Physical map of the expression vector pMW168.1. The following genes (arrows) and regions (boxes) are shown: SpcR (aad9), spectinomycin resistance gene; ter, transcriptional terminator from tufA; ′manR, 5′-truncated form of manR; P_manP, promoter region from manPA operon; TIR_gsiB, translational initiation region from gene gsiB; eGFP, enhanced green fluorescent protein gene; ori, origin of replication from pUC18; rep and ori⁺, rep gene (initiator protein) and ori⁺ from pUB110.

Fig. 4.

Fed-batch fermentation of B. subtilis TQ356/pMW168.1. Cell dry weight (X, black circles), total amount of eGFP produced (P_eGFP, black squares), and product yield (P/X, black triangles) are plotted over the fermentation time.
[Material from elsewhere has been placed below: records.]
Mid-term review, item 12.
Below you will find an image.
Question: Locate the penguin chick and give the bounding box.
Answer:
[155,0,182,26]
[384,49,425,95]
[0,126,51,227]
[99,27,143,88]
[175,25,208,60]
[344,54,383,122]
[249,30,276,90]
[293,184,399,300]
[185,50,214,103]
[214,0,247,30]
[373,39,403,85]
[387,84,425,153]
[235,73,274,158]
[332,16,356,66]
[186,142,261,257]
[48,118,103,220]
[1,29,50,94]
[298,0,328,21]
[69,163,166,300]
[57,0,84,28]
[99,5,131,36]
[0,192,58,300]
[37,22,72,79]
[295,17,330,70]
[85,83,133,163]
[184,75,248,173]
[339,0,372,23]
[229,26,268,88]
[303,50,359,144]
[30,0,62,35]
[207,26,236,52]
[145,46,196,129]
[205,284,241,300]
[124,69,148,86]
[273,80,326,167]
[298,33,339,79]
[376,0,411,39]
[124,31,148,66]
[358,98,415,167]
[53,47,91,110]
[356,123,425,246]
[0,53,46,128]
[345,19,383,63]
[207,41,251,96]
The beginning of the fed-batch phase is indicated by a vertical line.

Fig. 5.

SDS-PAGE of cell samples taken from the fermentation with B. subtilis TQ356/pMW168.1. Lanes: M, Roti-Mark Standard protein molecular mass marker; 1, soluble fraction after 12.5 h (batch); 2, soluble fraction after 20.5 h (batch); 3, soluble fraction after 36 h (13.5 h fed-batch); 4, soluble fraction after 41 h (18.5 h fed-batch); 5, soluble fraction after 44 h (21.5 h fed-batch); 6, soluble fraction after 46 h (23.5 h fed-batch, end of process); 7, insoluble fraction after 46 h; 8, culture supernatant after 46 h.